Sadly, in the two years since the data were collected, CDC hasn’t yet managed to publish any results from the behavioural part of the survey, except to tell us a bit about testing. It’s not pretty. In Seattle and San Francisco, fewer than one in five gay men who tested positive for HIV in the 2008 survey said he didn’t know he was infected — the lowest proportion in the country. In Baltimore, close to three out of four who were actually positive said they thought they were negative or didn’t know their status (73%). That was UP from 62 percent three years earlier; the rate was 70% or more in another three cities.
For uninfected guys who think serosorting is a good way to stay uninfected, that should give pause for thought. You’re uninfected. You’re only going to bareback with someone else who is uninfected. You’re responsible enough to actually ASK about your partner’s status. Of those who tell you they’re negative and really believe it (because they’ve tested negative), one in 11 (9%) is infected with HIV. That might make you a bit more responsible. Now ask when his last negative test was. If he tells you it was less than a year ago, you should be OK, right? Not really. Among those who say they last tested negative within the last year, 7% (one in 14) was infected with HIV. People infected in the last year are more likely to have a lot of virus in their blood and semen than people infected longer ago. So in fact, that 7% may be among the most dangerous people to be having unprotected sex with (though of course people who were tested longer ago may also have been infected just recently).
Gay men who are also black, like Dr. Fenton, are especially likely to be infected (28% prevalence, vs 16% in white men), and especially likely not to know that they are (59% of black guys living with HIV didn’t know it, versus 26% of white guys). [I should note that these data come from men approached at gay venues such as bars, saunas, gyms etc. -- places where people go to cruise. They therefore are likely to represent the higher end of the risk spectrum, though they may exclude some high-risk people who confine their cruising to the web.]
I don’t think that simply encouraging more testing will be enough to stop new infections. As we’ve seen, plenty of people who have recently tested negative go on doing risky things (otherwise they wouldn’t now be positive). And certainly not all of those new infections are the product of sex with people who believe they themselves are negative, although it is probably a disproportionately high percentage.

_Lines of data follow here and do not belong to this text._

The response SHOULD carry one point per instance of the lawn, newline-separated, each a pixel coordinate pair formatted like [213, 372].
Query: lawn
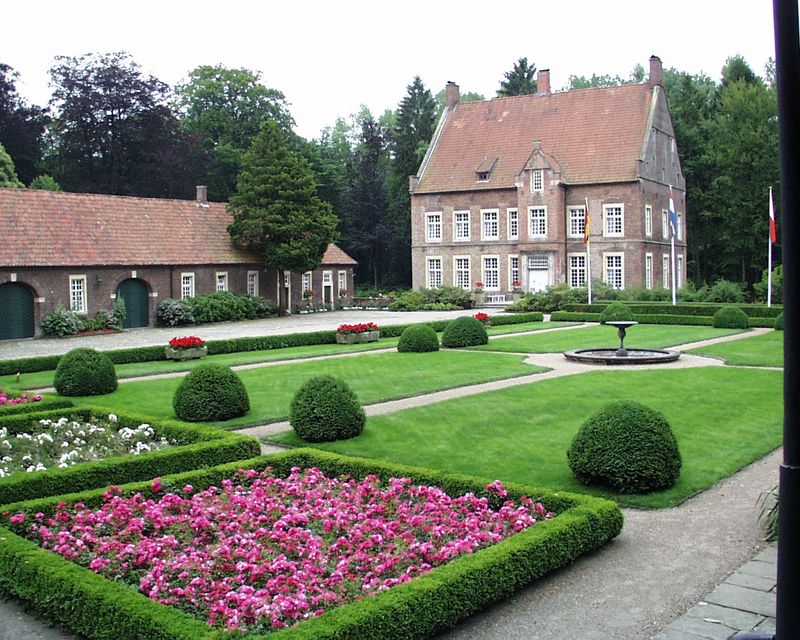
[646, 336]
[376, 377]
[723, 419]
[42, 379]
[765, 350]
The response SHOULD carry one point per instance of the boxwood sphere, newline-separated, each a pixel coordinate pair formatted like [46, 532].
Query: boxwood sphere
[731, 318]
[465, 331]
[326, 409]
[85, 372]
[210, 392]
[627, 447]
[418, 338]
[615, 311]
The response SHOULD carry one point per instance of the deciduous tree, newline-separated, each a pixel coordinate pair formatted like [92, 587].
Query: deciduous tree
[277, 213]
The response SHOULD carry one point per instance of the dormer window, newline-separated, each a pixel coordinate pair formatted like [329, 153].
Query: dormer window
[484, 170]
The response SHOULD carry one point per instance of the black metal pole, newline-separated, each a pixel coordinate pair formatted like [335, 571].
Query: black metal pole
[787, 76]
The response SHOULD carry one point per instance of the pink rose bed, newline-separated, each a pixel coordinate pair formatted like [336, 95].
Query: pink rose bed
[262, 552]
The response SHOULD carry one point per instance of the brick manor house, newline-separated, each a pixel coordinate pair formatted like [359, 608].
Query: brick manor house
[83, 250]
[500, 195]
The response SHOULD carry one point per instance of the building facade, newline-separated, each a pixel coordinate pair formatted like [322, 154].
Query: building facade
[85, 250]
[500, 199]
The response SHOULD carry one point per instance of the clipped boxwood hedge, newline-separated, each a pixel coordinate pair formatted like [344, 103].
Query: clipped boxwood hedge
[236, 345]
[198, 446]
[420, 608]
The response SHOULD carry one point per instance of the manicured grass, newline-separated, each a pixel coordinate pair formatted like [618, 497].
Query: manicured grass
[759, 351]
[376, 377]
[42, 379]
[646, 336]
[723, 419]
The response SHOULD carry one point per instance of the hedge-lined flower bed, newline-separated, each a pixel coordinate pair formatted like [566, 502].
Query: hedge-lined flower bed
[411, 608]
[193, 446]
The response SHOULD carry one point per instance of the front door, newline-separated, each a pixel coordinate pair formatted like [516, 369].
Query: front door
[538, 273]
[16, 311]
[137, 303]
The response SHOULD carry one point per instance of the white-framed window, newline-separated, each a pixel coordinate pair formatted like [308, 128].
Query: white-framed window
[537, 180]
[513, 224]
[490, 272]
[613, 220]
[434, 272]
[614, 270]
[187, 285]
[252, 283]
[537, 222]
[576, 221]
[490, 224]
[577, 269]
[433, 227]
[77, 294]
[462, 276]
[514, 280]
[222, 281]
[461, 226]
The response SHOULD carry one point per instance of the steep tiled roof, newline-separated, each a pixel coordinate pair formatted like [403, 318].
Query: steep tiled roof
[43, 228]
[596, 135]
[335, 255]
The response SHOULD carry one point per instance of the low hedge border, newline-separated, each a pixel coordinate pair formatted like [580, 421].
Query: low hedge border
[704, 321]
[89, 604]
[235, 345]
[681, 309]
[198, 446]
[34, 407]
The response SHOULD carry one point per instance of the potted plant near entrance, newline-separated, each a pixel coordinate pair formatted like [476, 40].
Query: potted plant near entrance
[357, 333]
[186, 348]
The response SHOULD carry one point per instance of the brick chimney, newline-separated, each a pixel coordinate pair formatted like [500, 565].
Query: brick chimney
[656, 72]
[452, 95]
[543, 82]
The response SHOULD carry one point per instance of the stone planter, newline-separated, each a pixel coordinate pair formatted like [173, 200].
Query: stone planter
[357, 338]
[185, 354]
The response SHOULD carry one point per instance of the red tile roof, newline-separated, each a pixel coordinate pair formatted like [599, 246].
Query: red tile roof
[45, 228]
[335, 255]
[596, 135]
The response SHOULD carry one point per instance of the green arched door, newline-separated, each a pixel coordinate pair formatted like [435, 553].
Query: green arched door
[137, 309]
[16, 311]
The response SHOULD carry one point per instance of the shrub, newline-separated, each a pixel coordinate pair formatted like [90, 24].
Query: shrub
[627, 447]
[326, 409]
[61, 322]
[615, 311]
[725, 291]
[85, 372]
[731, 318]
[210, 392]
[418, 338]
[172, 313]
[465, 331]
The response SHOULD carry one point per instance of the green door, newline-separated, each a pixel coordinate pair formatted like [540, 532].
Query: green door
[137, 309]
[16, 311]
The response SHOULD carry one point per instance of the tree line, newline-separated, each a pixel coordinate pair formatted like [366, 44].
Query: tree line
[110, 128]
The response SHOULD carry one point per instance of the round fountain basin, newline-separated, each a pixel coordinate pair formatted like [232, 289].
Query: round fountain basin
[611, 356]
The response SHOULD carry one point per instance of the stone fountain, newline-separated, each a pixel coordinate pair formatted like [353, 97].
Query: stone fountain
[622, 355]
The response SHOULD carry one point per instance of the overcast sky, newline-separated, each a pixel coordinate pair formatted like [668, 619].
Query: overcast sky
[328, 58]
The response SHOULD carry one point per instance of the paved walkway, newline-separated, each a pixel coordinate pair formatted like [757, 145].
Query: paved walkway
[662, 564]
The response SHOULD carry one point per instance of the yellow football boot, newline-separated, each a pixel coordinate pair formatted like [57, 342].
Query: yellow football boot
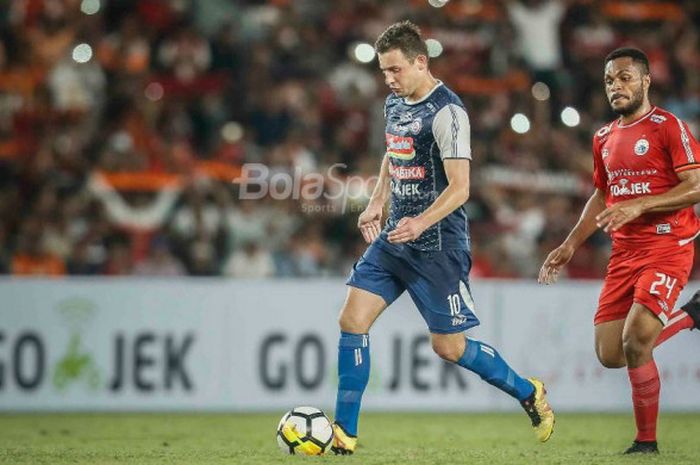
[539, 411]
[343, 443]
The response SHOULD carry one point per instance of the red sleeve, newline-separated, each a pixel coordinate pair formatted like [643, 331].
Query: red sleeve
[600, 175]
[682, 146]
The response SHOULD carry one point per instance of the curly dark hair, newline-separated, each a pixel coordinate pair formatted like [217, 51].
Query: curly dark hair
[637, 56]
[404, 36]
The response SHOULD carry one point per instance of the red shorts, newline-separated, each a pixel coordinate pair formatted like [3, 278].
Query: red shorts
[650, 277]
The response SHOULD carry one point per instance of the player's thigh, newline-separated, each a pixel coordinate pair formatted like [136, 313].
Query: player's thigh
[617, 295]
[642, 327]
[440, 289]
[608, 343]
[372, 287]
[360, 310]
[661, 283]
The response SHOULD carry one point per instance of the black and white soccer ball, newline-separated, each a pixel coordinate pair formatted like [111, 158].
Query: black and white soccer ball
[304, 431]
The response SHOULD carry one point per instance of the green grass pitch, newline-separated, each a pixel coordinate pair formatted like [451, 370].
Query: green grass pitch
[412, 438]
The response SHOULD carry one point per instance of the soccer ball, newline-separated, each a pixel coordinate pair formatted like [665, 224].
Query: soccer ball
[304, 431]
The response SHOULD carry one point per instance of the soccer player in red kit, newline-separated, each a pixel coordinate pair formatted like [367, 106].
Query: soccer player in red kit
[647, 179]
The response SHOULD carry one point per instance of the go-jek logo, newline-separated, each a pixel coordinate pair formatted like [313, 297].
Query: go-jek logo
[77, 364]
[147, 361]
[400, 147]
[623, 187]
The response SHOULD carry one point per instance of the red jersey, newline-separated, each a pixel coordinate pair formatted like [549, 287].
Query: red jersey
[644, 158]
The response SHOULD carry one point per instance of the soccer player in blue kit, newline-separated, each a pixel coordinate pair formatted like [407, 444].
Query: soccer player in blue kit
[424, 247]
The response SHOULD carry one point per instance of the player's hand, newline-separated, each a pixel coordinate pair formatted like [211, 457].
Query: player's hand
[407, 229]
[369, 223]
[557, 258]
[613, 218]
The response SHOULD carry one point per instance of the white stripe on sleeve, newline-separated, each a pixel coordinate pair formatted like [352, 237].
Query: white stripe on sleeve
[451, 132]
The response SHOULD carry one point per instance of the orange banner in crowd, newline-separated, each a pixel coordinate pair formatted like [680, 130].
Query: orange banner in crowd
[147, 181]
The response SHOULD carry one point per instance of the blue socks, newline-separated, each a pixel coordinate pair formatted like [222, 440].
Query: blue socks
[483, 360]
[353, 375]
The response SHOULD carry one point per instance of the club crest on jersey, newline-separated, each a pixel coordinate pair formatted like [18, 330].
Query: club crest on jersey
[400, 147]
[641, 147]
[413, 127]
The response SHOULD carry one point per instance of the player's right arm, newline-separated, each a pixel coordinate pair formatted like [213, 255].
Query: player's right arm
[369, 221]
[583, 229]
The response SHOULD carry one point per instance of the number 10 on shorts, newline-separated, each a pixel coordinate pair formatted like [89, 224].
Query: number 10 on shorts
[665, 281]
[455, 305]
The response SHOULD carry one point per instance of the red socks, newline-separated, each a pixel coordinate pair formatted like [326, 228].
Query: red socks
[645, 399]
[682, 321]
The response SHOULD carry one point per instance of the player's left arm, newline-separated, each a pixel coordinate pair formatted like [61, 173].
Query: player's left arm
[451, 131]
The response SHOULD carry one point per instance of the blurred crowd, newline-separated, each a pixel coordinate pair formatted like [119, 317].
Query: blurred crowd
[128, 127]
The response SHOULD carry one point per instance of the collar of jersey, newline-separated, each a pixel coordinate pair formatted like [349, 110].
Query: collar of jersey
[439, 83]
[639, 120]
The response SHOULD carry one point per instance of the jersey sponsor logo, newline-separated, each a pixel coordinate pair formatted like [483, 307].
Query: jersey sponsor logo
[664, 228]
[623, 187]
[400, 147]
[612, 174]
[641, 147]
[405, 189]
[406, 172]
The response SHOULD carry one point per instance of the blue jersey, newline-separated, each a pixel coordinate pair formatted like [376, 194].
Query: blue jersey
[419, 136]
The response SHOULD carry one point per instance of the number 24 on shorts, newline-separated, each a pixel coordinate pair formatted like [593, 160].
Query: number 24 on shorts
[665, 281]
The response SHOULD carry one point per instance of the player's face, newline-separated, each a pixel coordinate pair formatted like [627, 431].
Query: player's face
[625, 85]
[402, 76]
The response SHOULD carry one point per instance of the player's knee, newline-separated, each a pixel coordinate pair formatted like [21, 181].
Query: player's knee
[448, 351]
[350, 322]
[610, 360]
[635, 346]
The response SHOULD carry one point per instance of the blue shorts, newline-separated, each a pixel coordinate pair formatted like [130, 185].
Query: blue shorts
[438, 282]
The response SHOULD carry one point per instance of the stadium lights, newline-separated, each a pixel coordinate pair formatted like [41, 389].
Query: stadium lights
[82, 53]
[434, 48]
[570, 117]
[520, 123]
[363, 52]
[90, 7]
[540, 91]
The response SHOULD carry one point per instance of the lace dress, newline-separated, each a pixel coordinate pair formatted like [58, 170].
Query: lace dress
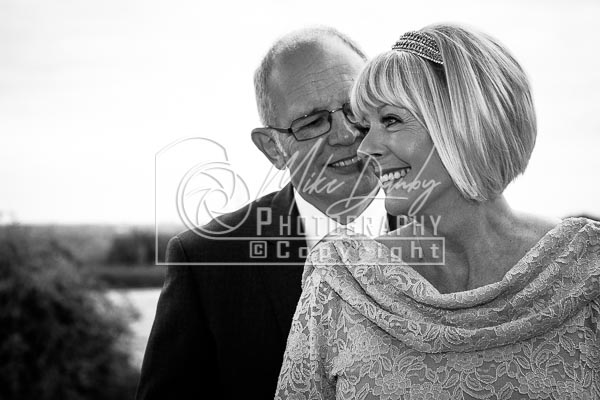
[365, 328]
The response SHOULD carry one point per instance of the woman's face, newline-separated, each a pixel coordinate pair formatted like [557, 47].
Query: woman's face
[404, 157]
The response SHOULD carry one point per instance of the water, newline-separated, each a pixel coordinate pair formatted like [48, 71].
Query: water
[144, 302]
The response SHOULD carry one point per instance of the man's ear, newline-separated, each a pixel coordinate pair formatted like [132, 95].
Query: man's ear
[264, 139]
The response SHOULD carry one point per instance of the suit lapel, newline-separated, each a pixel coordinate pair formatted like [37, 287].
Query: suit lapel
[282, 282]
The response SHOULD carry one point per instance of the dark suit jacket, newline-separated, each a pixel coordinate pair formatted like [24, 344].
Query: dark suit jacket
[220, 330]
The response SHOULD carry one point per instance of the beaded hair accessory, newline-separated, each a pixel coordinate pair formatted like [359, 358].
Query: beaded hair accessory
[421, 44]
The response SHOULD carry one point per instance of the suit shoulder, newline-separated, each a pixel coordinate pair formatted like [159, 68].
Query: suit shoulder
[239, 223]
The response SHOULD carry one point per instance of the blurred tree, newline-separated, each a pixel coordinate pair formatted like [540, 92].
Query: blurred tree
[136, 248]
[60, 338]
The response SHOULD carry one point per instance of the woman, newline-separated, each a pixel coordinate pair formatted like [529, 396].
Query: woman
[507, 305]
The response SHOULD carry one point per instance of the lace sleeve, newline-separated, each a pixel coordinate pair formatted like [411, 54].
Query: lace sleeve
[306, 363]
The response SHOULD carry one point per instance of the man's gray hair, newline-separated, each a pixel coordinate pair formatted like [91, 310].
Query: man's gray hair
[284, 46]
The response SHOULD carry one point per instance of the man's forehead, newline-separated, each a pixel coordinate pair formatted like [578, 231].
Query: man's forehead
[315, 84]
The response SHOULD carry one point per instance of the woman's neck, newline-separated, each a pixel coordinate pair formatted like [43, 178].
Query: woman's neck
[482, 241]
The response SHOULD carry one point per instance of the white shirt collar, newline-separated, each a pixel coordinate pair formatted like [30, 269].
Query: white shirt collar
[372, 222]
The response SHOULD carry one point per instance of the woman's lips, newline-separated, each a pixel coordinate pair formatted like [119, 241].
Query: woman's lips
[394, 174]
[346, 162]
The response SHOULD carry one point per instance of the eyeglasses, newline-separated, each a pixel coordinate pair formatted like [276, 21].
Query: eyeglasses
[313, 125]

We’ll know more if/when we see the analysis of the behavioural data. But for now it seems mightily as though we have failed to explain to young, gay men WHY they should make a huge effort to avoid HIV infection in a post-AIDS world. In public health terms there are lots of reasons, notably cost and the danger of resistance. But at the individual level it’s frankly harder to make a case, especially when we’re simultaneously rightly concerned with “normalising” HIV so as to avoid stigma for those who are infected. “HIV’s just another virus: Don’t get it!”, is a mixed message that is not working so well. Until we make individuals believe that “HIV Sucks; Don’t get it!” it will probably hover somewhere between rite of passage and status quo. And it may be time to acknowledge that unless you’re a public heath nerd, or pay taxes somewhere where the state pays for treatment, that may not be such a bad thing.
Note: in an earlier version of this post I had included an image which I had randomly taken off Google images. The people in the image were not named, and I didn’t seek their permission to use it. One of them has contacted me to request removal of the image. I apologise without reservation for having used it. [But I still want one of those T-shirts.]